Antes de tudo, é difícil ver nesse discurso crossdresser de Laerte um simples impulso de provocar uma polêmica, de chocar. Confortável com as roupas – tem aparecido sempre “montado”, termo que usa para se referir ao ato de se travestir – e com as palavras, o quadrinista é ao mesmo tempo incisivo e didático ao tratar da questão. É ambíguo, tratando não como uma defesa finalizada, um processo concluído, mas uma exposição da dúvida, da dubiedade, da liberdade que é, para ele, o próprio objetivo do crossdressing.

Portanto, travestir-se não é uma forma de expor uma mulher que está dentro do corpo de um homem; a sua motivação não tem nada a ver com a sexualidade. É um questionamento, como são as suas obras, de valores e estéticas preestabelecidos. “A repressão faz parte da nossa cultura. Por si só, o fato de existirem duas formas de se vestir para que se escolha é um sinal disso. Você só pode ser homem ou mulher”, explica.
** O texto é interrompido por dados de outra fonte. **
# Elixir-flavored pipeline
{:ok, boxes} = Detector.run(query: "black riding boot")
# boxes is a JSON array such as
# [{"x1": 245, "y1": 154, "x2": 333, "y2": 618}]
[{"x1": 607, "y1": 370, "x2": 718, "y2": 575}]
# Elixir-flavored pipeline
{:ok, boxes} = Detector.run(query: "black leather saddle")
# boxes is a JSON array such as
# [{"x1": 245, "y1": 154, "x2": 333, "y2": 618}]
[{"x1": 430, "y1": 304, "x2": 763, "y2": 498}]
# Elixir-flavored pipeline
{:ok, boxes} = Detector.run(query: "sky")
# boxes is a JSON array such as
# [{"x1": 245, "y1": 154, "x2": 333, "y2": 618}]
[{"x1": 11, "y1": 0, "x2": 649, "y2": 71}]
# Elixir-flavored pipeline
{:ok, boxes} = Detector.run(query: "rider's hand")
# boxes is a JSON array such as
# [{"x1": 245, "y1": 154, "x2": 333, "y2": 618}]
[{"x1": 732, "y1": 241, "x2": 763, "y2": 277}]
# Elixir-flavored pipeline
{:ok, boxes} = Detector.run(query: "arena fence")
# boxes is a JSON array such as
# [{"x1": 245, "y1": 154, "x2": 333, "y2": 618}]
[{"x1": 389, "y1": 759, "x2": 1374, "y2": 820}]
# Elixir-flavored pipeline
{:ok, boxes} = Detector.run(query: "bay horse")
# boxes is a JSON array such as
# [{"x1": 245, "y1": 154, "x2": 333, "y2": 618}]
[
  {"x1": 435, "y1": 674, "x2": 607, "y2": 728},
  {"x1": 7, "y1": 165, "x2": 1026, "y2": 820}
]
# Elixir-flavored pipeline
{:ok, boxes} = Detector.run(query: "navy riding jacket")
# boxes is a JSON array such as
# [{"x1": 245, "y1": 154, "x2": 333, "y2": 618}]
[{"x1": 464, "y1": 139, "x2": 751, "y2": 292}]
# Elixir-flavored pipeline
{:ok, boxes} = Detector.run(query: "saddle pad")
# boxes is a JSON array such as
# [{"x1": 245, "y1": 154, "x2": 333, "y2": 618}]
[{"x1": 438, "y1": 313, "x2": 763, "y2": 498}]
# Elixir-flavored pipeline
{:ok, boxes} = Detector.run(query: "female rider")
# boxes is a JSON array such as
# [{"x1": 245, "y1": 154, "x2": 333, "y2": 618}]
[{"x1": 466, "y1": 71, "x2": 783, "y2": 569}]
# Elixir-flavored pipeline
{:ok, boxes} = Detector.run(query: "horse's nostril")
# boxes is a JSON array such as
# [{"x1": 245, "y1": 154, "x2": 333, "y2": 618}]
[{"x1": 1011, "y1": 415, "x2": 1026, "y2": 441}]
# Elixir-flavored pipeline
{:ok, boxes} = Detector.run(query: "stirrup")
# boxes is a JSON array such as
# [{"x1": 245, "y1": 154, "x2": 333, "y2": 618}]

Assim, a busca do crossdresser é a de romper esses limites. “Eu quero conquistar esse espaço. As mulheres já o conquistaram há muito tempo, usam roupas de homens sem problemas. Para mim, essa fronteira não tem que existir”. O travestismo de Laerte é, então, uma problemática de gênero, é a busca de se comunicar artisticamente a partir do que ele chama de “linguagem do vestuário”. “Existem tantos gêneros quanto existem pessoas”, diz ele, citando a frase da amiga Letícia Lanz, autora do blog Arquivos de uma crossdresser. O questionamento dessa linguagem, no entanto, não gerou grandes mudanças no quadrinista. “Continuo a mesma pessoa, ou quase a mesma”, afirma.